Even when someone is complimenting a person, those words can have the paradoxical power to limit who that person is. For example, receiving a compliment about the way we sing, we may take that as a signal that we’re not good at other things. As for negative comments, their effect can be life-long.
Svay gave several examples from stories in John L. Bell’s book The Singing Thing. Some individuals in these stories were singled out by teachers when they were young children, and told not to sing. Others were told by fellow congregants at a church that they sang so badly they should not sing in public. People can remember the exact circumstances of such traumatic incidents, even if they happened decades earlier.
“What words have you internalized?” she asked the audience. “The way you answer the question ‘Who are you?’ [demonstrates] the power of words to form identity.”

In her case, Svay has always struggled with the fact that she looks younger than her years. People often assume she is a teenager, not a woman who is a faculty member and professor at the college level. “We are all forming opinions of each other. We are constantly making assumptions…and we can be wrong in those assumptions.”

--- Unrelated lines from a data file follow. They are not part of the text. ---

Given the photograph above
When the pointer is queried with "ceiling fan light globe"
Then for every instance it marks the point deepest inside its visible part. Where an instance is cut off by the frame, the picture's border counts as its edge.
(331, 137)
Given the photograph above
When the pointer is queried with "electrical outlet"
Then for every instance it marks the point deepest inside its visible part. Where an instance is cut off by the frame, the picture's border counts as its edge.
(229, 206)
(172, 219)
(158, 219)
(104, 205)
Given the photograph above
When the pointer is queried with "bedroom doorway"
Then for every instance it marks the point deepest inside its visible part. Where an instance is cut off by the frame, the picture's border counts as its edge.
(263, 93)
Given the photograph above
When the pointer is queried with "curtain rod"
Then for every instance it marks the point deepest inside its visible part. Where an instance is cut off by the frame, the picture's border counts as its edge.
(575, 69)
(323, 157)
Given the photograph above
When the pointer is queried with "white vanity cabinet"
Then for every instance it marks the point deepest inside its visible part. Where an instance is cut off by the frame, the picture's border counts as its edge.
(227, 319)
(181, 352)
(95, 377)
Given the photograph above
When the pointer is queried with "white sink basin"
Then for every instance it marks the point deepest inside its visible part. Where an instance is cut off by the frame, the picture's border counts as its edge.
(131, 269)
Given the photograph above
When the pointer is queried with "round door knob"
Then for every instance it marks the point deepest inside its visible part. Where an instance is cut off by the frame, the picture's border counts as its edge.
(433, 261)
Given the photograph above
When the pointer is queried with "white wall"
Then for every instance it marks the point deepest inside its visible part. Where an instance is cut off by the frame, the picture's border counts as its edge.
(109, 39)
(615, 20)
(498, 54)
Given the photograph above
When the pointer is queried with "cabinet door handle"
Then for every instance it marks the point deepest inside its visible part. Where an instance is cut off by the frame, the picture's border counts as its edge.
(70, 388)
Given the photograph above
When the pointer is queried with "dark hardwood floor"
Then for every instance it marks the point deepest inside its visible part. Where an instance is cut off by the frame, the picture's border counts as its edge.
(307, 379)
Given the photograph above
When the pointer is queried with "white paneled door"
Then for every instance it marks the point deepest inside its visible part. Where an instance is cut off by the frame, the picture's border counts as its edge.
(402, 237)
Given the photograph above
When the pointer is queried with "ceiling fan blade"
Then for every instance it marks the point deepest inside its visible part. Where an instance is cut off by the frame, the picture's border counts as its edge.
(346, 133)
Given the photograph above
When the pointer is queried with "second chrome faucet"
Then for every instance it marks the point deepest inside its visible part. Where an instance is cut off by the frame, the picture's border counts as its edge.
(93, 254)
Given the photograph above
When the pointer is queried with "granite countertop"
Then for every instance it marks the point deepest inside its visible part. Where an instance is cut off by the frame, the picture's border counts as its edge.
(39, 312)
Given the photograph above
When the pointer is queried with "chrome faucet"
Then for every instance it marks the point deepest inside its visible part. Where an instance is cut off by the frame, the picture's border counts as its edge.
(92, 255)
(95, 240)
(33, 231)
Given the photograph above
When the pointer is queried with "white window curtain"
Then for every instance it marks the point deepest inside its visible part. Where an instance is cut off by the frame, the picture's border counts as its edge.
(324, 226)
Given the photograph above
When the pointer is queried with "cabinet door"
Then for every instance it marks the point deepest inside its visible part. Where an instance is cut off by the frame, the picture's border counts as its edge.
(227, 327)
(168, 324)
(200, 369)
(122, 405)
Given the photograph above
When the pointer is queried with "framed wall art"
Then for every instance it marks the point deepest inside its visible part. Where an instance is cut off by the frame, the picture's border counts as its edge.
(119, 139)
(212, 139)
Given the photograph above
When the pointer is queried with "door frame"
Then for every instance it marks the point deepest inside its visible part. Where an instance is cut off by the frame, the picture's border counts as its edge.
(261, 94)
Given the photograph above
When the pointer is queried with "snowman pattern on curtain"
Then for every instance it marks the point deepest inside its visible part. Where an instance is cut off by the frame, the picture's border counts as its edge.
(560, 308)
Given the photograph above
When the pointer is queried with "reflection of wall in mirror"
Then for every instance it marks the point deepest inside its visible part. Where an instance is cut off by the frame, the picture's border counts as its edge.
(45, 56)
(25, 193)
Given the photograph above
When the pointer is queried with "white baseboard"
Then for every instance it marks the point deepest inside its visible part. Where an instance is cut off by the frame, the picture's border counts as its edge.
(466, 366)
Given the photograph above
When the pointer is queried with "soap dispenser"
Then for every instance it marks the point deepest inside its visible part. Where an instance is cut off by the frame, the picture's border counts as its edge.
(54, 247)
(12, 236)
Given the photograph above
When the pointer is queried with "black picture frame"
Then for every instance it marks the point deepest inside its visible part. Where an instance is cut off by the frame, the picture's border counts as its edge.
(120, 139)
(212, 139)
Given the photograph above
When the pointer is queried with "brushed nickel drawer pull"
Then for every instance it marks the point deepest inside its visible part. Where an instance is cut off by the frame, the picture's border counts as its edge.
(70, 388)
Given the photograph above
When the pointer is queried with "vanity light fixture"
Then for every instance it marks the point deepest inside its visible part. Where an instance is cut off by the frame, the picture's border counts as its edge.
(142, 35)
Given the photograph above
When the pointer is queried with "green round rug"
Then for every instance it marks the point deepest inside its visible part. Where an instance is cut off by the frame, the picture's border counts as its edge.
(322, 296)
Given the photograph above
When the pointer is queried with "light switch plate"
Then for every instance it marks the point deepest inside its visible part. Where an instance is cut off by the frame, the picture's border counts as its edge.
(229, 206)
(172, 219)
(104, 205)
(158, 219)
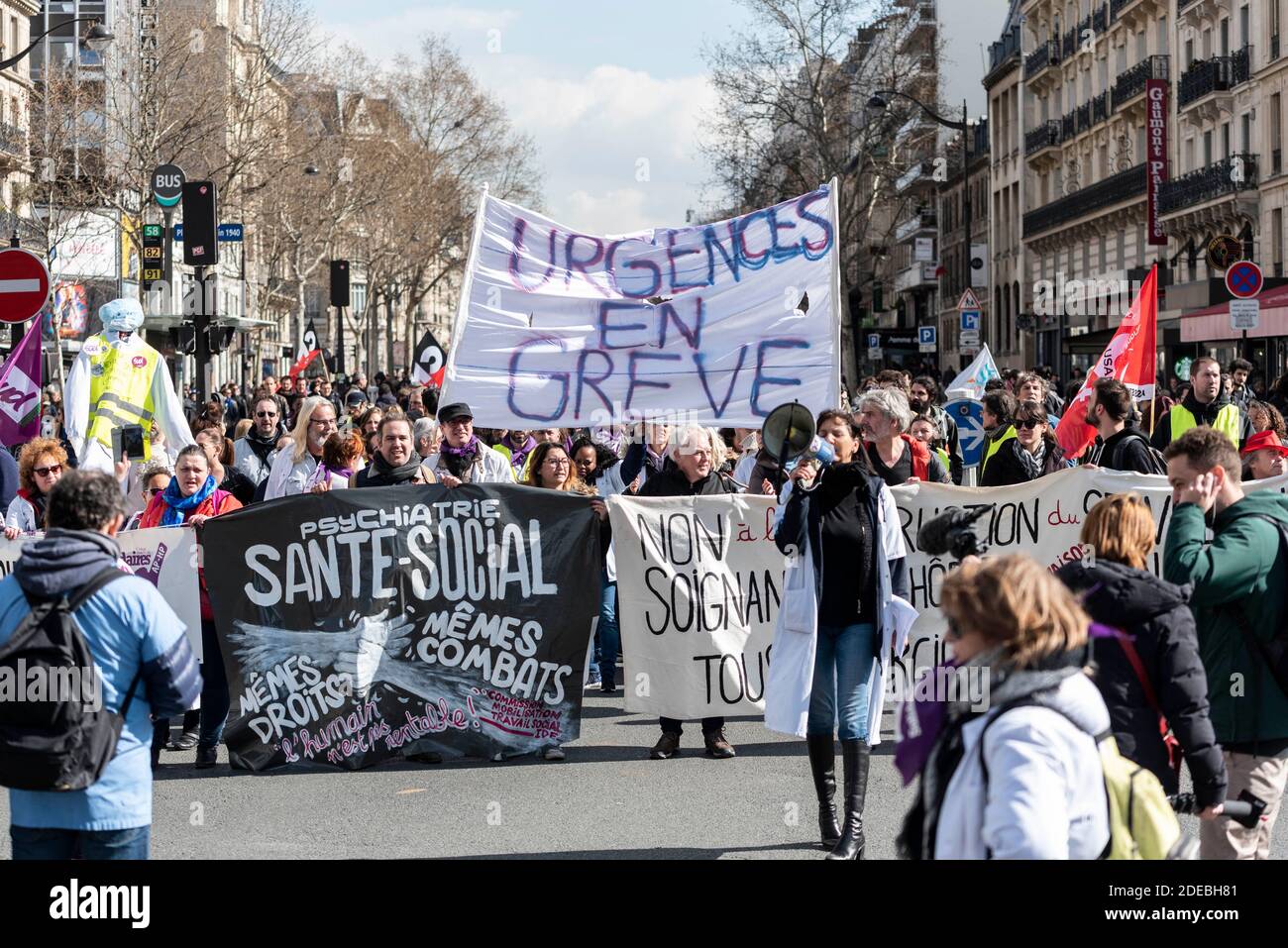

One especially fascinating story came out of her work as a teacher of young children. In a playground incident in which two children cut in line to go down the slide, and were asked to go to the back of the line, one child complied. The other refused to leave the line and eventually she escorted him away from the other children. The child announced he was going to cut in line again because, as he interpreted what had happened, “I’m a bad person.”
“You are not a bad person,” Svay insisted. “You are a good person who is upset.”
Examples from the Gospel of John showed how the words of others could have led Jesus to define himself differently. Future disciple Nathaniel wondered if anything good could come from Nazareth. Others identified Jesus as “the carpenter’s son,” as if it were not possible for him to aspire to be anything else.
In the end, Svay suggested our own answer to who we are is up to us, not to others who would define us. And she suggested that the definition offered by Jesus for his disciples–“By this everyone will know that you are my disciples, that you love one another” (John 13:35)–is a good start.
“We can grow into our identity as disciples by loving one another through the words we choose to use.”